Plötzlich lachte Crysania. Wenn überhaupt jemand wie eine Hexe aussah, dann sie! Sie hatte sich nicht darum geschert, ihre zerrissenen Roben zu wechseln. Als Caramon sie im Wald gefunden hatte, hatte er die Roben mit Schnallen seines Umhangs befestigt. Die Roben waren seit langem nicht mehr schneeweiß; zerrissen und verschmutzt, flatterten sie an ihr wie Federn.
Sie ritt aus dem Wald. Vor ihr erstreckte sich Grasland, und das Pferd fing zu galoppieren an. Crysania gab sich dem Vergnügen des schnellen Rittes hin. Die warme Nachmittagssonne war ein angenehmer Gegensatz zu dem scharfen Wind in ihrem Gesicht. Zu ihrer Rechten glitzerten die schneebedeckten Gipfel des Garnetgebirges im hellen Sonnenschein. Schließlich verlangsamte sie ihr Tempo und lenkte das Pferd in Richtung der fernen Wälder.

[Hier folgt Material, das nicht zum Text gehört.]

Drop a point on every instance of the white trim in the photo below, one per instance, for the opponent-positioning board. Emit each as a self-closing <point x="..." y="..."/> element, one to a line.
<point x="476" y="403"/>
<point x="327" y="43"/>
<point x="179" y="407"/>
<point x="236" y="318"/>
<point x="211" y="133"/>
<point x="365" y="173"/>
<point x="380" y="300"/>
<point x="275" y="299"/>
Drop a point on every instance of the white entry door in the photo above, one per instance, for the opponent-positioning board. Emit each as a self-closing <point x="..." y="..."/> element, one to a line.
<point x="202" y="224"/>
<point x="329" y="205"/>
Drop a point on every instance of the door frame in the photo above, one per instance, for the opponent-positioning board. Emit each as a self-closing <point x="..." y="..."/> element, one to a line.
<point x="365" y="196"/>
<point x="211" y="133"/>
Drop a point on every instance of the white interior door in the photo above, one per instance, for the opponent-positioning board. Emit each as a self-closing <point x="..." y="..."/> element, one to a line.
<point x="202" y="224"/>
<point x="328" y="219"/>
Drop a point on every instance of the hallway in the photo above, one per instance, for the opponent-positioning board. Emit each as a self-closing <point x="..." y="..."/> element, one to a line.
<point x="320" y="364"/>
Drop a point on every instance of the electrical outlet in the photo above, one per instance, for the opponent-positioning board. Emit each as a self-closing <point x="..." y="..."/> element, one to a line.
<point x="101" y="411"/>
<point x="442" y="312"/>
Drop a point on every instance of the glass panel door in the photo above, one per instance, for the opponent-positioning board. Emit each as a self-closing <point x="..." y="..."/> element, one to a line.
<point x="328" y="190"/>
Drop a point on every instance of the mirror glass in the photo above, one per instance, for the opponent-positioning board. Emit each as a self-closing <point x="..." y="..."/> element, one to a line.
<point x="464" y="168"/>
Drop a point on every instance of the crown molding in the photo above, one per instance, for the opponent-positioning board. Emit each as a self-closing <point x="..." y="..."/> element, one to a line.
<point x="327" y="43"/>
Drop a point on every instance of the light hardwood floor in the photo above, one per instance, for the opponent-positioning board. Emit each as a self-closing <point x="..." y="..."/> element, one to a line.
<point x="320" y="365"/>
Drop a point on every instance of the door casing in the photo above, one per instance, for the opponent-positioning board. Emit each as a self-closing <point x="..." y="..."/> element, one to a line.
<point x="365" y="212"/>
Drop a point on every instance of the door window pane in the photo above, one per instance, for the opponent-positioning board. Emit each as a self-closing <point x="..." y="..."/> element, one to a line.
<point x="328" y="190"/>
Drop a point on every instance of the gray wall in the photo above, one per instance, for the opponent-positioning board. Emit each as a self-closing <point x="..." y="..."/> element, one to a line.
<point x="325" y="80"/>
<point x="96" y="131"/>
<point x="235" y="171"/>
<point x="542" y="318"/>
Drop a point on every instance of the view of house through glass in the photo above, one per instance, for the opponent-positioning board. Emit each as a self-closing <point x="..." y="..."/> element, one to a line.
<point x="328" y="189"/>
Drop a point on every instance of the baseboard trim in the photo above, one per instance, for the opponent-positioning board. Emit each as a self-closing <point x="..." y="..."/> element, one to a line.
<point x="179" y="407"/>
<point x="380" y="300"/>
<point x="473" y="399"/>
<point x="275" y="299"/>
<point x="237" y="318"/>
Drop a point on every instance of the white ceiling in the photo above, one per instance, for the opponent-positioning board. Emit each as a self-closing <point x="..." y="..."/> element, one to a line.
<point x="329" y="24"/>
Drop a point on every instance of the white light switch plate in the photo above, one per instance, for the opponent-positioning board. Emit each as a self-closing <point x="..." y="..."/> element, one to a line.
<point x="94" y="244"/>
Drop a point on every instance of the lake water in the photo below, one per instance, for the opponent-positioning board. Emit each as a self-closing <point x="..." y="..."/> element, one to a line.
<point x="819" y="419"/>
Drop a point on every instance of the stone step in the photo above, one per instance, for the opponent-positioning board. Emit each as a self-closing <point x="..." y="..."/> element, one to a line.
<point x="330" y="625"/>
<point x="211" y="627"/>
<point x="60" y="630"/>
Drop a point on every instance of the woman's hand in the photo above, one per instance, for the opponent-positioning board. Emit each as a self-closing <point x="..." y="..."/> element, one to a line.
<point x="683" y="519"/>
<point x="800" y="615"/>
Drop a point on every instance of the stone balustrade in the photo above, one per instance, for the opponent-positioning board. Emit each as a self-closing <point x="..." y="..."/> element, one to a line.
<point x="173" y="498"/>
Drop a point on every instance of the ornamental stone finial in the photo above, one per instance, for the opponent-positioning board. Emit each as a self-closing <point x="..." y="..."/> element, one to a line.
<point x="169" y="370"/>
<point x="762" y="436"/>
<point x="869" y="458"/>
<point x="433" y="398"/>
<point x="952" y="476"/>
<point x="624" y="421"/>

Caramon war erst eine Stunde nach Crysanias Verschwinden in der Lage, ihre Verfolgung aufzunehmen. Wie Crysania vorausgesehen hatte, mußte er den Boten die Dringlichkeit seines Aufbruchs erklären und sicherstellen, daß sie nicht beleidigt waren. Das nahm einige Zeit in Anspruch, und schließlich sagte er klipp und klar, was sie sowieso im Lager hören würden – daß sie seine Frau sei und weggelaufen sei.
Der Barbar aus den Ebenen nickte verstehend. Die Frauen seines Stammes, die wegen ihrer Wildheit bekannt waren, setzten sich auch zuweilen solche Dinge in den Kopf. Sein Vorschlag war, daß Caramon ihr die Haare abschneiden solle – das Zeichen einer ungehorsamen Frau —, wenn er sie wieder einfing. Der Zwerg war etwas erstaunt, denn eine Zwergin würde, sobald sie von ihrem Haus und Ehemann weglaufen wollte, daran denken, ihren Bart zu rasieren. Aber ihm kam zu Bewußtsein, daß er sich ja unter Menschen befand, und was konnte man da schon erwarten?
Beide wünschten Caramon einen schnellen Erfolg und machten es sich bequem, um sich am Biervorrat des Lagers zu laben. Einen Seufzer der Erleichterung ausstoßend, eilte Caramon zu Garik, der ein Pferd gesattelt hatte und für ihn bereithielt.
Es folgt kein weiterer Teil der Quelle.